Greek slump hits pay TV

The country has just one significant pay TV operator, Forthnet, which has been in merger discussions with several parties including Telco Wind Hellas, and global mobile and broadband provider Vodafone.

Forthnet began as an Internet Service Provider, but then in 2008 purchased Netmed, owner of DTH satellite TV providers NOVA Greece and NOVA Cyprus, for €430 million. Currently, it has 350,000 pay TV subscribers, but this is now decreasing as a growing number of customers cannot afford the subscription. Wind Hellas, based in Athens, offers fixed-line services and is also Greece’s third-largest mobile operator after Cosmote and Vodafone, with over 4 million subscribers. However, it also ran into financial difficulties because of the slump, and so may not be in a position to merge with Forthnet, although discussions took place in 2011. Vodafone can afford it, but, given the country’s turmoil, is reluctant to spend too much on assets of declining value.

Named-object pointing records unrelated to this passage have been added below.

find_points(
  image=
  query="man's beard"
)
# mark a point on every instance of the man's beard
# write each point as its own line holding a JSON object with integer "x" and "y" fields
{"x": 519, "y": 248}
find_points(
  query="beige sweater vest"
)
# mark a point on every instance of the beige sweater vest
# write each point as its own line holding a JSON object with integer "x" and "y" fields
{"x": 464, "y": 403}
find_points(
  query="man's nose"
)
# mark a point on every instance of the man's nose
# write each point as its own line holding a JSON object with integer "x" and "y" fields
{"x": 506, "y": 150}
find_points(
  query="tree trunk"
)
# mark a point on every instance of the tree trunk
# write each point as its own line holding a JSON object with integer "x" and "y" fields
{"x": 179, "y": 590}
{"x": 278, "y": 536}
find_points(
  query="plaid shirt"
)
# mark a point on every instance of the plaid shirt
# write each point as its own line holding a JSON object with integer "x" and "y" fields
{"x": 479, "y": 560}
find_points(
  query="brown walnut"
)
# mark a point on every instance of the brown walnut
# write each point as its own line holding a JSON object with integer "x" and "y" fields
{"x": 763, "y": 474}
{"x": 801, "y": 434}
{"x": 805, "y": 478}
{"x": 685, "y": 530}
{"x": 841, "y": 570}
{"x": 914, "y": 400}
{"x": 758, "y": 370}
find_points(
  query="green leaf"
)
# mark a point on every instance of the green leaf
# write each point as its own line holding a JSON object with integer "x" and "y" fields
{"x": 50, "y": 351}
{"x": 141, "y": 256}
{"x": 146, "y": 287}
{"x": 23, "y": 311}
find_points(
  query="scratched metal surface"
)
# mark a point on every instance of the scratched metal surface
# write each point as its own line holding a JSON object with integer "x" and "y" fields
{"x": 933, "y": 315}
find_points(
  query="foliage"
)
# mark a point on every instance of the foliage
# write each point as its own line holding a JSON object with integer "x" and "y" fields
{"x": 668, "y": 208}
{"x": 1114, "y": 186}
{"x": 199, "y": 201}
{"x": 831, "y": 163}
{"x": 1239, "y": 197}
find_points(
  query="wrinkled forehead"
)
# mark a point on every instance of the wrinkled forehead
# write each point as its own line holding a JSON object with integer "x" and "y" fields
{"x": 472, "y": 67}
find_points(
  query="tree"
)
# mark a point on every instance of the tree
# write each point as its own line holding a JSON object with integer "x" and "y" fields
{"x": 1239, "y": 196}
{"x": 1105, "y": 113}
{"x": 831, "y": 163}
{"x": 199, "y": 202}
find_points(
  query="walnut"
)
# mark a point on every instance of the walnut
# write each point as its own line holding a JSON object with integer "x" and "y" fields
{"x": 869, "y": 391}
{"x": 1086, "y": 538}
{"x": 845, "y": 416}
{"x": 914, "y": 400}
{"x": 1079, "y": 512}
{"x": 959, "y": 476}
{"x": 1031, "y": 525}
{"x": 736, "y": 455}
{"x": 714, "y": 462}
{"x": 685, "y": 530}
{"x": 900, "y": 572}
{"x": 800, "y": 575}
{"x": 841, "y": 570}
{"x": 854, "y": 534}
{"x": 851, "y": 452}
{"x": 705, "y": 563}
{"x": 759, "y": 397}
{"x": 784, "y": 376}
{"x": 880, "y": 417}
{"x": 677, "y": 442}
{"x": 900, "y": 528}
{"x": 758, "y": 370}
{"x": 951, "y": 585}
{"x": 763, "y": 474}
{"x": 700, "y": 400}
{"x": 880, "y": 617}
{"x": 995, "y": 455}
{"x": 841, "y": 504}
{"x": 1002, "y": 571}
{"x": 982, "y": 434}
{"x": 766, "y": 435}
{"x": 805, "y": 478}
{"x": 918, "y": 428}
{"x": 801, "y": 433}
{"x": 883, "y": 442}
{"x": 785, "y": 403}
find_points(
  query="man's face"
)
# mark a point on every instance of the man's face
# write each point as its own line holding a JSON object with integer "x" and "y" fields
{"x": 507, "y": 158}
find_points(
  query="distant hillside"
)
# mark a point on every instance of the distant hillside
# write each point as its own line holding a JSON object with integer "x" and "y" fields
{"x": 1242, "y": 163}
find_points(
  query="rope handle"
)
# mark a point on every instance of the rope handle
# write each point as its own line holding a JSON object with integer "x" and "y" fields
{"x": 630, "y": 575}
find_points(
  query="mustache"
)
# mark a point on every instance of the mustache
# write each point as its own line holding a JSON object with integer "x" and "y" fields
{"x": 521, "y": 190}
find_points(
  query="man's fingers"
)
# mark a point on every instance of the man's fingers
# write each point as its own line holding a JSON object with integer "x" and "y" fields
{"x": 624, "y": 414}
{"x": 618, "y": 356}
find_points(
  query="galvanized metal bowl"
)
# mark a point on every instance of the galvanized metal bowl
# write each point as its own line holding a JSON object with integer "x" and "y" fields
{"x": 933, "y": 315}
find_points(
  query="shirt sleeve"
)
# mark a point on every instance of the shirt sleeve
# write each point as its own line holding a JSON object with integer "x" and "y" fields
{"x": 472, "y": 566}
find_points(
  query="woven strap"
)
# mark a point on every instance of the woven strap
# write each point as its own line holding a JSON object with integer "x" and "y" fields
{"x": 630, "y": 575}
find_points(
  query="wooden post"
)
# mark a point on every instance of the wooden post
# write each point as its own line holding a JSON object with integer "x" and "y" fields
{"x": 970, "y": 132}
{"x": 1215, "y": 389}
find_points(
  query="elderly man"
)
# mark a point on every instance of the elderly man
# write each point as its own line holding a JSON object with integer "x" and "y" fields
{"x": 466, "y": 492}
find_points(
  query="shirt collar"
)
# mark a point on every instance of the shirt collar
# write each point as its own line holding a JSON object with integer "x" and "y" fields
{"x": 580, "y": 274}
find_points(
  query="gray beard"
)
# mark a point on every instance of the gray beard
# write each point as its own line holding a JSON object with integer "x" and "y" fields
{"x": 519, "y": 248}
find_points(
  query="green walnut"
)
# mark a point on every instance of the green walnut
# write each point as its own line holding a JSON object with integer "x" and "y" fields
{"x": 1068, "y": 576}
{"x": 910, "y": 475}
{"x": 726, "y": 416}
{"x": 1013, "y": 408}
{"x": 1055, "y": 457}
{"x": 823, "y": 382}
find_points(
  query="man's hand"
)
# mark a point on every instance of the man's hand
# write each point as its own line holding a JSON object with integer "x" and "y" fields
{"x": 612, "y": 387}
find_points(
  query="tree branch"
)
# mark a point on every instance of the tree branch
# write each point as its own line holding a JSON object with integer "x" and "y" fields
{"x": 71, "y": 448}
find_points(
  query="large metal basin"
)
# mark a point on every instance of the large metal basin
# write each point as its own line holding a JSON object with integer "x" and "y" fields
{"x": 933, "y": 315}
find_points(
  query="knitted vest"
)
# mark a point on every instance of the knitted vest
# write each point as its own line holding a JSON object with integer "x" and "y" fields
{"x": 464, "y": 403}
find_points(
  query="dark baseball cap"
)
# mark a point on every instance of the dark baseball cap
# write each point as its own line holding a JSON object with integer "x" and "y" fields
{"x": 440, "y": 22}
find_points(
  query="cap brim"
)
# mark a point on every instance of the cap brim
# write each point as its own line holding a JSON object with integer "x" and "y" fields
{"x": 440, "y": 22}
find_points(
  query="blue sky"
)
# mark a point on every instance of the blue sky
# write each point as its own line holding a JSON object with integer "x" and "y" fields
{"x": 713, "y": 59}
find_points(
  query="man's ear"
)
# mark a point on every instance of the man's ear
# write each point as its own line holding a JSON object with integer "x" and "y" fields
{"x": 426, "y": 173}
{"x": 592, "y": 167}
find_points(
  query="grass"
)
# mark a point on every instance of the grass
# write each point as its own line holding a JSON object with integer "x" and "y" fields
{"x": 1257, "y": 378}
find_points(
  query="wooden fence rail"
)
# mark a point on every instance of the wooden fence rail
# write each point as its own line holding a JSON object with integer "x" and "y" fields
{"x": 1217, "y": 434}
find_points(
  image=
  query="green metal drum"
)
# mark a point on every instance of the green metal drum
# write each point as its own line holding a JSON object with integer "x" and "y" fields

Greece is now in its fifth successive year of recession, which is accelerating as its economy contracted by 6.8 percent in 2011, bringing output levels down by about 16 percent from the peak in 2007 before the crisis began. Membership of the Euro has been a major contributing factor, since interest policy has been engineered more to suit the major economies, notably Germany, holding up the currency’s value and making it hard for Greece to compete, and even retarding tourism as inflation drove prices up.

European finance ministers did approve a €130 billion bailout package for Greece last week after a night of haggling in Brussels. Many analysts, however, consider this will only postpone the day of the country’s exit from the Euro, enabling it to devalue its own currency and start to recover.